The red squirrel has become a folk memory in Havant

Red Squirel Volunteers

HELPING THE ENVIRONMENT Volunteers have been helping to maintain habitats along the Hayling Billy trail

Published in the Portsmouth News on 5th June 2013

Story by Ray Cobbett, from Havant Friends of The Earth

 

THE most recent check by 25 nature organisations on the health of the UK’s wildlife shows a continuing trend towards decline. Faced with an onslaught of development and pollution plus climate change, bees, birds and butterflies are rapidly losing out. The red squirrel has become a folk memory with the garden hedgehog set to join them.

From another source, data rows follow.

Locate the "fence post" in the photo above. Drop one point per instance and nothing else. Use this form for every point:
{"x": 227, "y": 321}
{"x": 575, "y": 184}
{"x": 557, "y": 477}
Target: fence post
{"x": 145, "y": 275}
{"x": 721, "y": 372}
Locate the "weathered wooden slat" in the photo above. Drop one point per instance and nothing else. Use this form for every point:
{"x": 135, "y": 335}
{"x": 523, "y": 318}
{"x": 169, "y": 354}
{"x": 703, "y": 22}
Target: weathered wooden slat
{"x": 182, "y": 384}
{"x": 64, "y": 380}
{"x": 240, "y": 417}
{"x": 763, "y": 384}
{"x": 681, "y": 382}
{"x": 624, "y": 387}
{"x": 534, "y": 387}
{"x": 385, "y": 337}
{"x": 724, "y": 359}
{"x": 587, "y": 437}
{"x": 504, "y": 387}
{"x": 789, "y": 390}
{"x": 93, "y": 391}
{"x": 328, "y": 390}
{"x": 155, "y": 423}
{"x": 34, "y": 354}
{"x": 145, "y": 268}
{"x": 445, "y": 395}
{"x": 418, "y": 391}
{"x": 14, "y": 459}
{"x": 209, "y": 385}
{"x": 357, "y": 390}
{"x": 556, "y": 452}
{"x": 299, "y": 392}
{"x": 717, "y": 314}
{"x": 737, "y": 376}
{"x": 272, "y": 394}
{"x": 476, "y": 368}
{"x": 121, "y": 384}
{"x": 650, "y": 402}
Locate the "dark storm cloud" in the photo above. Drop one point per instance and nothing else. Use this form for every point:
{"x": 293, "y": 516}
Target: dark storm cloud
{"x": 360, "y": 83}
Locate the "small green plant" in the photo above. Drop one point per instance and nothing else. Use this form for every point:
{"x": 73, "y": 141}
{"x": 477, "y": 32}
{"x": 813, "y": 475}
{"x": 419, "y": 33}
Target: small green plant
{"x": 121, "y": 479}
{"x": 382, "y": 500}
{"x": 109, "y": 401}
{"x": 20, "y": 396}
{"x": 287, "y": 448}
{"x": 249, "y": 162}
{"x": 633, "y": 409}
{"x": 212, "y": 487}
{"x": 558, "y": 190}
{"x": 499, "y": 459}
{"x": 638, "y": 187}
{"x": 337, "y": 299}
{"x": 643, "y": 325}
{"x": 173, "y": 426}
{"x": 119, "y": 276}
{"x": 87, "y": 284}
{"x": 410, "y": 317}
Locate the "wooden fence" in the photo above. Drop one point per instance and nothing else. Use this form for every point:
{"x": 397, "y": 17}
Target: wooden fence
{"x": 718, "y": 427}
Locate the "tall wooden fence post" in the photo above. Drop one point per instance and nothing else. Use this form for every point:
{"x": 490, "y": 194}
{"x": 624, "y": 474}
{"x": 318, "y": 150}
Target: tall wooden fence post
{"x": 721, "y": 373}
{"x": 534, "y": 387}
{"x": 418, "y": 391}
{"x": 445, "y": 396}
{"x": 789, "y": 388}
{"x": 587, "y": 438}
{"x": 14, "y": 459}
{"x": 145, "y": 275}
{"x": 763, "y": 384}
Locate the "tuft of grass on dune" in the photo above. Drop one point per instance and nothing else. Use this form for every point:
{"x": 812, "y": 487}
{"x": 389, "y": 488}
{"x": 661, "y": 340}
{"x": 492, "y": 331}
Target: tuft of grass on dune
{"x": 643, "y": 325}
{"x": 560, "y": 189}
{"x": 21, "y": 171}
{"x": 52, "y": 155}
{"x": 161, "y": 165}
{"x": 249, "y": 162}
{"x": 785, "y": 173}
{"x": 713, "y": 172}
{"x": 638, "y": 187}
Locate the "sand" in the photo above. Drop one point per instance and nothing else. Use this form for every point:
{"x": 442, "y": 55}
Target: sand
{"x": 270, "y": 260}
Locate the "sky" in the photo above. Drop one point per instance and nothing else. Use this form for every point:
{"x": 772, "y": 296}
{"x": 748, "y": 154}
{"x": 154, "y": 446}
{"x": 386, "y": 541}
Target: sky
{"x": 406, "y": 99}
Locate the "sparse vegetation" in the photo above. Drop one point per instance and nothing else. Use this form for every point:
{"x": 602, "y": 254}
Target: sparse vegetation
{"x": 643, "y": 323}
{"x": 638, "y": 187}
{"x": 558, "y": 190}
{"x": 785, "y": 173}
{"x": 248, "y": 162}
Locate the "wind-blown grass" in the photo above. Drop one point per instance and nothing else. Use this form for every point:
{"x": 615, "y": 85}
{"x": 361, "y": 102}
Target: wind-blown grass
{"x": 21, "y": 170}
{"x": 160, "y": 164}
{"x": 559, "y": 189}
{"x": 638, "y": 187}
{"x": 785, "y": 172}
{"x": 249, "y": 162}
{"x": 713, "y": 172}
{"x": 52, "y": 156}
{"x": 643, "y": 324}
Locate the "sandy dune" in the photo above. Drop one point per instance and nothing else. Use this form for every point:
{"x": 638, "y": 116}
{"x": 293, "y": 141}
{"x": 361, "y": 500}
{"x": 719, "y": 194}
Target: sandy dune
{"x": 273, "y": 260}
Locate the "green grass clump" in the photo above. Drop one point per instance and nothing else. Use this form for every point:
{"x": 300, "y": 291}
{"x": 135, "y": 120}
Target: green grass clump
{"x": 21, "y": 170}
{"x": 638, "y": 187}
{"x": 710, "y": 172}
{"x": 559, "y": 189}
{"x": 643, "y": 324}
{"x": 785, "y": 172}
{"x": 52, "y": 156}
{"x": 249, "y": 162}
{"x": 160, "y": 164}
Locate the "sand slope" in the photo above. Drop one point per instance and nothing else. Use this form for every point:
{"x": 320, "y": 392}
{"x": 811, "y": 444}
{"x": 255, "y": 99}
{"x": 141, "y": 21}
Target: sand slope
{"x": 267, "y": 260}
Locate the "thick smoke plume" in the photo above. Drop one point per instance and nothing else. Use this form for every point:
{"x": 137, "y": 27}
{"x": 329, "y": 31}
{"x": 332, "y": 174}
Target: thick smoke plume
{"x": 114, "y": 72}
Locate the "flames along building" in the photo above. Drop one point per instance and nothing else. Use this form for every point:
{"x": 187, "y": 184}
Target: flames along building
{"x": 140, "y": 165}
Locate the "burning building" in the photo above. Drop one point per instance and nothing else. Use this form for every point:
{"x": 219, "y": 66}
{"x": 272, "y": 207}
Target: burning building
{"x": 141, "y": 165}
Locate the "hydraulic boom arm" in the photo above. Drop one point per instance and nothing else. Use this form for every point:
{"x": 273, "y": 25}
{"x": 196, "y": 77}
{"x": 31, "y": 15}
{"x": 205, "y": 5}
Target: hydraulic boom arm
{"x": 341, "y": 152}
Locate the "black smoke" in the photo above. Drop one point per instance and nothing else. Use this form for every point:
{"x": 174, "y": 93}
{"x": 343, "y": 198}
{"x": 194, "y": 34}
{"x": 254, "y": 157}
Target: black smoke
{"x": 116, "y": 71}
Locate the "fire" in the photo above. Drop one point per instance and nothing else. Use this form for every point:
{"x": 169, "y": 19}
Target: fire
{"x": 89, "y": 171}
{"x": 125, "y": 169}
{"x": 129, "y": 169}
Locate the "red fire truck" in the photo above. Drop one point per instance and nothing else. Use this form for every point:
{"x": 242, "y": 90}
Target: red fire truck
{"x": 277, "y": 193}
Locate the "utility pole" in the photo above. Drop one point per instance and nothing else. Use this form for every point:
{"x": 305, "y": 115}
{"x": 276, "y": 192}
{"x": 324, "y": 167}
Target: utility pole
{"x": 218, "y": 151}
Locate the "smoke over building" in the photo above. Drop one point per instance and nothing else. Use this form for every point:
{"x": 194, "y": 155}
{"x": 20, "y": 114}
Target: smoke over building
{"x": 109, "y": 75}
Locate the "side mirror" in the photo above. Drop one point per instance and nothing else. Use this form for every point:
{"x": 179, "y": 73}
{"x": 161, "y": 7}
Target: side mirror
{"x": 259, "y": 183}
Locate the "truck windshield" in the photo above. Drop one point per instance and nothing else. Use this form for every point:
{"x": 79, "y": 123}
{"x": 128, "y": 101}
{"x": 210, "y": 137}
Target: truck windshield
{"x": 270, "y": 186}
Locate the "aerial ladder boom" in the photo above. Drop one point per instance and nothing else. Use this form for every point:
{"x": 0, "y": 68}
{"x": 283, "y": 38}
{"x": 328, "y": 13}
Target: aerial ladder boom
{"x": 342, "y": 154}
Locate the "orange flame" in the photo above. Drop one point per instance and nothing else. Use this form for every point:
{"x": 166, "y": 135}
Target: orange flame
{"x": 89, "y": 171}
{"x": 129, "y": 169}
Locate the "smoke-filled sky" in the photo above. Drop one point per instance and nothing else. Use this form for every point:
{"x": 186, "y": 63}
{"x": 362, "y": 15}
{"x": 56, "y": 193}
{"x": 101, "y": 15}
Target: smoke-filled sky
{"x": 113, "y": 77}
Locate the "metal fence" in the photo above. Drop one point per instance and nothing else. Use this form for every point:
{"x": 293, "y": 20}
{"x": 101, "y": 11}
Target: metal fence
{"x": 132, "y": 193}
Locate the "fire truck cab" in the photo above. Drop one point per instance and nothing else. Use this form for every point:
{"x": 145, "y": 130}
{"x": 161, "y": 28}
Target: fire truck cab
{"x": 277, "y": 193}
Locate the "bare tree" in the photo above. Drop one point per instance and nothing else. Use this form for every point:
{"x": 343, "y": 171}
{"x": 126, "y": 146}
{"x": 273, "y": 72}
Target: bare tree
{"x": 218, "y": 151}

Any garden observer of birds will have wondered where all the starlings and sparrows have gone as more wild flowers fall foul of pesticides. But passionate and caring people are fighting back and making a small but significant difference.

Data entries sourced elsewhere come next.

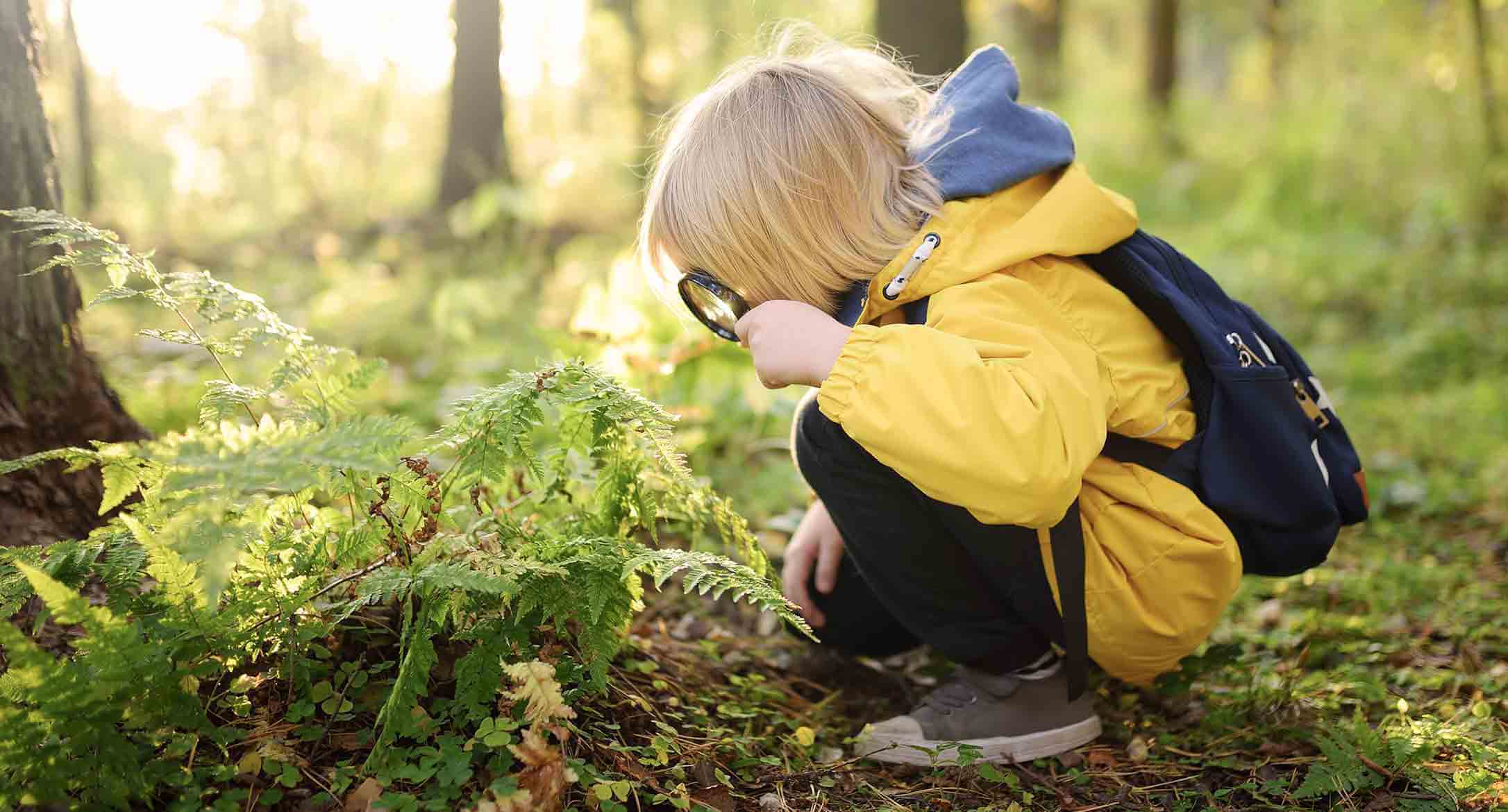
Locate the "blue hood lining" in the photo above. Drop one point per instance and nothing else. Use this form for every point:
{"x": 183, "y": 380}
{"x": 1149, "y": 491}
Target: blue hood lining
{"x": 993, "y": 142}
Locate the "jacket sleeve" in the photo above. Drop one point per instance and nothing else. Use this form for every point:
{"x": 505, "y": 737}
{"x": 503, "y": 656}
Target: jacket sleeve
{"x": 997, "y": 406}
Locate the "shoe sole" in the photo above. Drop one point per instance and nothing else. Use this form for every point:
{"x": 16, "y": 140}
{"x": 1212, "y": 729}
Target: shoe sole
{"x": 1003, "y": 749}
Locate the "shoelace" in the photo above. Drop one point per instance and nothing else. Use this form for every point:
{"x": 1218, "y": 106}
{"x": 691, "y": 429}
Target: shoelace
{"x": 953, "y": 695}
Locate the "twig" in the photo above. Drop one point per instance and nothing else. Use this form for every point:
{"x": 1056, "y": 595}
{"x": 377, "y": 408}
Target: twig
{"x": 819, "y": 772}
{"x": 332, "y": 585}
{"x": 1064, "y": 799}
{"x": 1377, "y": 769}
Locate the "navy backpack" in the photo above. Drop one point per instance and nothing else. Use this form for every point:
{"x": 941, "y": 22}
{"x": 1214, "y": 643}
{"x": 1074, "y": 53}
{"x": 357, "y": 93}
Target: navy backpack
{"x": 1268, "y": 454}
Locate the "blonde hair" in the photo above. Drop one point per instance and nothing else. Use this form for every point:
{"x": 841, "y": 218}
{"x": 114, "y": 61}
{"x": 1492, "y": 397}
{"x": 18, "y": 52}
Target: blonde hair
{"x": 792, "y": 177}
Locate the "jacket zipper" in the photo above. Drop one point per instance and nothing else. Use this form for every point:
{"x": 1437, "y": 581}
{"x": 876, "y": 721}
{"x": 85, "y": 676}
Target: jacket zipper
{"x": 930, "y": 243}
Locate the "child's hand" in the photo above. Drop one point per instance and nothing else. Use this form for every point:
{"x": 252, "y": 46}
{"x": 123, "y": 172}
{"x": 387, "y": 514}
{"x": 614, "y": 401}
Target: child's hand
{"x": 792, "y": 342}
{"x": 816, "y": 541}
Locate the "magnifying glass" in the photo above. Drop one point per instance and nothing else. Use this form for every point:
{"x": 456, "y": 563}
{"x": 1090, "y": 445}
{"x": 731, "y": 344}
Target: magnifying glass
{"x": 714, "y": 303}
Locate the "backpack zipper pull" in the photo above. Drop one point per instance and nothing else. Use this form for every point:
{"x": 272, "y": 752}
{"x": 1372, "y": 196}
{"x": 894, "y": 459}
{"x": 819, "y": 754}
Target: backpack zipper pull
{"x": 923, "y": 252}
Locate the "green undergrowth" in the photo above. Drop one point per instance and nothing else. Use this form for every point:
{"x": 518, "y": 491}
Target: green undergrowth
{"x": 294, "y": 603}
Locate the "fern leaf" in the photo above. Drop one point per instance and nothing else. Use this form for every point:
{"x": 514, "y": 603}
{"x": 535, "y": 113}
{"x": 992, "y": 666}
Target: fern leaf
{"x": 76, "y": 460}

These are the conservationists made up of household name charities and dozens of small groups quietly working to protect meadows, rivers and woods and reverse the tide of decline.

Havant is well endowed with such groups led by its thriving horticultural associations growing food, flowers and herbs that help the threatened bee population survive.

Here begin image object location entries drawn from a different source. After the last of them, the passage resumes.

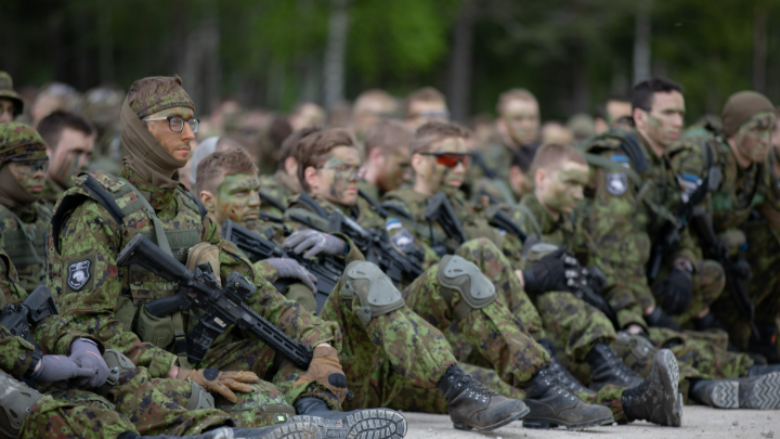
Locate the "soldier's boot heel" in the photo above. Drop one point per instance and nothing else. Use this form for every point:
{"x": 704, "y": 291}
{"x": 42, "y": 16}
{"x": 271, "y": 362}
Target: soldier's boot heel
{"x": 657, "y": 400}
{"x": 375, "y": 423}
{"x": 552, "y": 405}
{"x": 608, "y": 368}
{"x": 473, "y": 406}
{"x": 760, "y": 392}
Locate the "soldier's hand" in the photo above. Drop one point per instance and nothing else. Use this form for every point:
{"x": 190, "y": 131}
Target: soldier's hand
{"x": 87, "y": 355}
{"x": 224, "y": 383}
{"x": 677, "y": 291}
{"x": 290, "y": 268}
{"x": 326, "y": 369}
{"x": 315, "y": 242}
{"x": 59, "y": 369}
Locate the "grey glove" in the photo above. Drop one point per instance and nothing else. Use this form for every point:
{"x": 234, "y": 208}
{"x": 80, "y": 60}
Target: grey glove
{"x": 59, "y": 368}
{"x": 315, "y": 242}
{"x": 86, "y": 354}
{"x": 290, "y": 268}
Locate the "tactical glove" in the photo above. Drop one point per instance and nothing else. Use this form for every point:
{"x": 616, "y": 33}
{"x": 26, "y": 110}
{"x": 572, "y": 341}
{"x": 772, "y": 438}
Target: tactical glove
{"x": 86, "y": 354}
{"x": 326, "y": 369}
{"x": 290, "y": 268}
{"x": 224, "y": 383}
{"x": 677, "y": 291}
{"x": 59, "y": 368}
{"x": 549, "y": 274}
{"x": 315, "y": 242}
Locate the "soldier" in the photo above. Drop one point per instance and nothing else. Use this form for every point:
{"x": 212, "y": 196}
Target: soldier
{"x": 94, "y": 221}
{"x": 11, "y": 105}
{"x": 424, "y": 105}
{"x": 277, "y": 189}
{"x": 734, "y": 166}
{"x": 518, "y": 124}
{"x": 624, "y": 225}
{"x": 386, "y": 166}
{"x": 429, "y": 296}
{"x": 69, "y": 143}
{"x": 24, "y": 217}
{"x": 386, "y": 347}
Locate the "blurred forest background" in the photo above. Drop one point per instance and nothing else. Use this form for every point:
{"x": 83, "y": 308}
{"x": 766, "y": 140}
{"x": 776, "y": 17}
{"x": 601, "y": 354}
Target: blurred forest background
{"x": 275, "y": 53}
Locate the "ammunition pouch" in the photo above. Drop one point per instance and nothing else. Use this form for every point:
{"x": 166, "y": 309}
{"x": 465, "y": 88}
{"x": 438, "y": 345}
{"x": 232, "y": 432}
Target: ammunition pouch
{"x": 458, "y": 274}
{"x": 377, "y": 294}
{"x": 15, "y": 403}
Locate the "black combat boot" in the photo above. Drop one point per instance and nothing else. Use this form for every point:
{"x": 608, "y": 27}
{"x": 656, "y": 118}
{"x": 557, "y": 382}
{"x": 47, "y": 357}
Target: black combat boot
{"x": 607, "y": 368}
{"x": 566, "y": 379}
{"x": 552, "y": 405}
{"x": 288, "y": 430}
{"x": 473, "y": 406}
{"x": 379, "y": 423}
{"x": 761, "y": 392}
{"x": 656, "y": 400}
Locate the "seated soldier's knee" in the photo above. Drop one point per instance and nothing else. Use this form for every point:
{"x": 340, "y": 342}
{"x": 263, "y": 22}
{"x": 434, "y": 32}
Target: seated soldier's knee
{"x": 376, "y": 292}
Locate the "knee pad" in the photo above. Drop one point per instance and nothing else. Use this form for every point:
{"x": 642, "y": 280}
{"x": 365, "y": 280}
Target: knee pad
{"x": 458, "y": 274}
{"x": 16, "y": 399}
{"x": 376, "y": 292}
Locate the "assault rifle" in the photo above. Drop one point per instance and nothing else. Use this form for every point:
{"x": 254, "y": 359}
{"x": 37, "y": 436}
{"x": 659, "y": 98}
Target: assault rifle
{"x": 737, "y": 272}
{"x": 328, "y": 269}
{"x": 440, "y": 210}
{"x": 222, "y": 307}
{"x": 18, "y": 319}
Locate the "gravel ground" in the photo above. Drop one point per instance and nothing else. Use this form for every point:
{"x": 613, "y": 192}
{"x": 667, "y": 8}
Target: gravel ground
{"x": 698, "y": 423}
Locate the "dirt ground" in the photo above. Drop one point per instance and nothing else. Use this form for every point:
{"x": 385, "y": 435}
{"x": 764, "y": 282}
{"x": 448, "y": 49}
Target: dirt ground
{"x": 698, "y": 423}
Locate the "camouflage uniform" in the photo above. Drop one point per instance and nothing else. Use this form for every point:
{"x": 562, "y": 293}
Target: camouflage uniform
{"x": 280, "y": 186}
{"x": 619, "y": 223}
{"x": 86, "y": 234}
{"x": 732, "y": 198}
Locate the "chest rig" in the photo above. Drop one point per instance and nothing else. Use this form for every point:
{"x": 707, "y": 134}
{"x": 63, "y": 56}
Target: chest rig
{"x": 25, "y": 243}
{"x": 131, "y": 209}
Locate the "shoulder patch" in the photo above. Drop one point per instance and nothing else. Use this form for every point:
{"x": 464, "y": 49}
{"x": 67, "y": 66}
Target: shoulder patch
{"x": 78, "y": 274}
{"x": 617, "y": 183}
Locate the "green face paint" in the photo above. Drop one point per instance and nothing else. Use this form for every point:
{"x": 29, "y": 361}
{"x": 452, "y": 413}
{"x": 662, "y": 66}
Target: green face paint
{"x": 238, "y": 199}
{"x": 563, "y": 189}
{"x": 755, "y": 136}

There are also various Friends organisations looking after woodland copses and meadows and even a group devoted to fostering biodiversity on roadside verges.

Havant’s award-winning tree warden network has plans to plans to plant over 5,300 trees across the borough over the next three years.

Volunteers from Groundwork Solent have planted a variety of trees throughout the length of the Hermitage Stream.

Another team are doing similar work along the Hayling Billy line.

The RSPB’s report The State of Nature lists many ways in which everybody can get involved as citizen scientists and naturalists.